Avoid photo-realistic images for your icons as there is simply too little detail available. Instead, use simple designs with sharp lines and edges. These tend to work best for rendering small objects.
Use high contrast colors for your icons. This will help users distinguish between many different widgets when working with a large Widget Library.
Documenting the widgets found in your Widget Libraries helps users understand what each widget does, how they work and makes users aware of any potential caveats or restrictions. We recommend the following when it comes time to document your widgets:
Axure provides a Widget Notes panel within the Widget Library Editor for just this purpose. Use it.
Use 1-5 lines in the Widget Notes panel to describe/summarize the purpose of each widget. Format this text in bold and/or with a distinctive colors to help this information stand out since this area only supports one font size and style.

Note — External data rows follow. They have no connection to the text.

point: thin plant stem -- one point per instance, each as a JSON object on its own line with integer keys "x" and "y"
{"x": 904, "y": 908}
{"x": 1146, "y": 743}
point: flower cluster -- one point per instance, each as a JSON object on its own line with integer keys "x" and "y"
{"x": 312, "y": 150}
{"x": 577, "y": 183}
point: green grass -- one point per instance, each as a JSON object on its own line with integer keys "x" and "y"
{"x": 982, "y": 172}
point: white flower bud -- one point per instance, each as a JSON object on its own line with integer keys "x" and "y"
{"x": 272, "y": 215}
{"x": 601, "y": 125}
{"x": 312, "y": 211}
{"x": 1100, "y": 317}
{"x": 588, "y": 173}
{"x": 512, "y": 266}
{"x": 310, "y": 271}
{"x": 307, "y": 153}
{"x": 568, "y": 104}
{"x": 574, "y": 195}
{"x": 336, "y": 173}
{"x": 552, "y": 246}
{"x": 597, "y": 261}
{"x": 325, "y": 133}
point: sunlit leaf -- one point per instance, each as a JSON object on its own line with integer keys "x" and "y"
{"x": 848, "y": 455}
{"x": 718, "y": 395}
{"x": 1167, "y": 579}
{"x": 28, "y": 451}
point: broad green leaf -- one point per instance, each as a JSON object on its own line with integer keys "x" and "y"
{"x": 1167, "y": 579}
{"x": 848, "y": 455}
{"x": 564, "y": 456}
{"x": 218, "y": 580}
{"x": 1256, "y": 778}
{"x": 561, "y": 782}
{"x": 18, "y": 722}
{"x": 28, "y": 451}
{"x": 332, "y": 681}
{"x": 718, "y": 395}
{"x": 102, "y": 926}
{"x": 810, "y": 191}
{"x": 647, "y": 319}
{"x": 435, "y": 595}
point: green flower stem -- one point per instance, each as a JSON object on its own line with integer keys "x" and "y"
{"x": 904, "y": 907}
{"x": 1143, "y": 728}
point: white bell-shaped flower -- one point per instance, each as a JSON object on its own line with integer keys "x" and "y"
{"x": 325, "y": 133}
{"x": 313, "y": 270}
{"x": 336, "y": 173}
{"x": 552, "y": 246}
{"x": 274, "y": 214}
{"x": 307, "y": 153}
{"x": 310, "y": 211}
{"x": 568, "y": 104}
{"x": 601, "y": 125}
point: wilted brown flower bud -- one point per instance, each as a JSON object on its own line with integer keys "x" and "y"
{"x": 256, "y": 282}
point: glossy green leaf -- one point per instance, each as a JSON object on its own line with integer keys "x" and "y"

Use a single line summary for the ToolTip that is defined in the Widget Properties dialog.
Document all Global and/or Local variables used by the widget. This is especially important since fully cross-browser Axure projects are limited to 25 global variables.
Variables should be distinctively styled in the Widget Notes panel using underlined or colored text to help this information to stand out from other text since this area only supports one font size and style.
Whenever possible, reference “real world” examples of a given widget by including a URL of a website or UI pattern that inspired it. This will aid users in understanding not only how the widget might work but how it should/could be applied.
Use NOTE: blocks to call the user’s attention to special issues such as constraints, limitations of the interaction, differences from real-world behavior, reliance on OnPageLoad events, etc.
Use TIP: blocks to call the user’s attention and provide suggestions for how to use or maximize the use of a given widget.
Widgets can be easily (and seamlessly) shared with other Axure users as long as you keep the following in mind:
Always distribute Widget Libraries in ZIP archives since both Mac and Windows users can easily access this file format.
Always include instructions on how to install the Widget Library. Widget Libraries can be installed by placing them in either the My DocumentsMy Axure RP Libraries folder on Windows systems or in your Documents/Axure/Libraries folder on OS X systems.
Be sure to include simple widget reference file – e.g. readme.txt in the ZIP archive with a basic list and description of the widgets included in the library.
Be sure to include any licenses in the ZIP archive if the Widget Library is under any Open Source license – e.g. GNU, MIT, etc. If the Widget Library is commercial, we suggest you include your copyright information and commercial license information.
Include a sample file that demonstrates the different widgets included in your Widget Library. This is particularly useful for showing off the potential uses for any highly interactive widgets.